Characterization of different fat depots in NAFLD using inflammation-associated proteome, lipidome and metabolome

Alen Lovric  1 Marit Granér  2 Elias Bjornson  3   4 Muhammad Arif  1 Rui Benfeitas  1 Kristofer Nyman  5 Marcus Ståhlman  4 Markku O Pentikäinen  2 Jesper Lundbom  5 Antti Hakkarainen  5 Reijo Sirén  6 Markku S Nieminen  2 Nina Lundbom  5 Kirsi Lauerma  5 Marja-Riitta Taskinen  7 Adil Mardinoglu  8   9 Jan Boren  10
Affiliations

Characterization of different fat depots in NAFLD using inflammation-associated proteome, lipidome and metabolome

Alen Lovric et al.

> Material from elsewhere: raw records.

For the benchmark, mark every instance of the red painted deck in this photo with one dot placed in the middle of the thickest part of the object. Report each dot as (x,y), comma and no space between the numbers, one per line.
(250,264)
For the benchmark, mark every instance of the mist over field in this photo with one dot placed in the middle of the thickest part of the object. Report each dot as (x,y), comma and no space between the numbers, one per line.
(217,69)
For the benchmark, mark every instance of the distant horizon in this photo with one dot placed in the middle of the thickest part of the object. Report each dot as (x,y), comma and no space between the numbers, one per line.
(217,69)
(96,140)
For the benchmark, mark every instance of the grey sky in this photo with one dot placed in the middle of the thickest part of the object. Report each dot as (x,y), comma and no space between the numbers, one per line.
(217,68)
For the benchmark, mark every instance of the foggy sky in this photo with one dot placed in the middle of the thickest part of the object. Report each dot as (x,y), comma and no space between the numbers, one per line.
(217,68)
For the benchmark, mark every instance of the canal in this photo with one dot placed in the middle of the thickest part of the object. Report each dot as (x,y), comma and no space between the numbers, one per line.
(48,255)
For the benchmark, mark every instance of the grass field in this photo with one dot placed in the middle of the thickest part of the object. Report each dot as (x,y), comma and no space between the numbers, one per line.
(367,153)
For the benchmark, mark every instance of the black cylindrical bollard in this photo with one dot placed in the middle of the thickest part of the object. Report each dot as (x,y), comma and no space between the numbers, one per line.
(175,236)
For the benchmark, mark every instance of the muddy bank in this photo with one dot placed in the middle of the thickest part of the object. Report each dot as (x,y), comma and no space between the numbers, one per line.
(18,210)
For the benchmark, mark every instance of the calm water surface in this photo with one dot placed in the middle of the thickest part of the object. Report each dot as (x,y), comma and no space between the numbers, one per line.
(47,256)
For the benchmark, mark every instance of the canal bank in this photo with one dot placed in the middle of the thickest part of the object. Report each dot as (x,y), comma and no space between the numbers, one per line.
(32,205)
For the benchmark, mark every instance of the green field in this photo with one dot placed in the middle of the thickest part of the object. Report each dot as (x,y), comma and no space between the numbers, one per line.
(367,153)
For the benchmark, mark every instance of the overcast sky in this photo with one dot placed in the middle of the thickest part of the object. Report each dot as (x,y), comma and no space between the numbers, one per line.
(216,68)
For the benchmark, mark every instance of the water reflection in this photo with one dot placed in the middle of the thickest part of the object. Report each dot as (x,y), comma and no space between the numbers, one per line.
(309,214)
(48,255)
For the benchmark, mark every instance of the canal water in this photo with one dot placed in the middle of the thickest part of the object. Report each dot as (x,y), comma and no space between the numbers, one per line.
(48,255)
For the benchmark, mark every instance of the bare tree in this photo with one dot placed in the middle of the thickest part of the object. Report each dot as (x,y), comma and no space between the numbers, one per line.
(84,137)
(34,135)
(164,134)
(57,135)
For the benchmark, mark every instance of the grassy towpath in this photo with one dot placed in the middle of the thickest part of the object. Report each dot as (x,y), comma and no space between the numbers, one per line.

Sci Rep. .

Abstract

Non-alcoholic fatty liver disease (NAFLD) is recognized as a liver manifestation of metabolic syndrome, accompanied with excessive fat accumulation in the liver and other vital organs. Ectopic fat accumulation was previously associated with negative effects at the systemic and local level in the human body. Thus, we aimed to identify and assess the predictive capability of novel potential metabolic biomarkers for ectopic fat depots in non-diabetic men with NAFLD, using the inflammation-associated proteome, lipidome and metabolome. Myocardial and hepatic triglycerides were measured with magnetic spectroscopy while function of left ventricle, pericardial and epicardial fat, subcutaneous and visceral adipose tissue were measured with magnetic resonance imaging. Measured ectopic fat depots were profiled and predicted using a Random Forest algorithm, and by estimating the Area Under the Receiver Operating Characteristic curves. We have identified distinct metabolic signatures of fat depots in the liver (TAG50:1, glutamate, diSM18:0 and CE20:3), pericardium (N-palmitoyl-sphinganine, HGF, diSM18:0, glutamate, and TNFSF14), epicardium (sphingomyelin, CE20:3, PC38:3 and TNFSF14), and myocardium (CE20:3, LAPTGF-β1, glutamate and glucose). Our analyses highlighted non-invasive biomarkers that accurately predict ectopic fat depots, and reflect their distinct metabolic signatures in subjects with NAFLD.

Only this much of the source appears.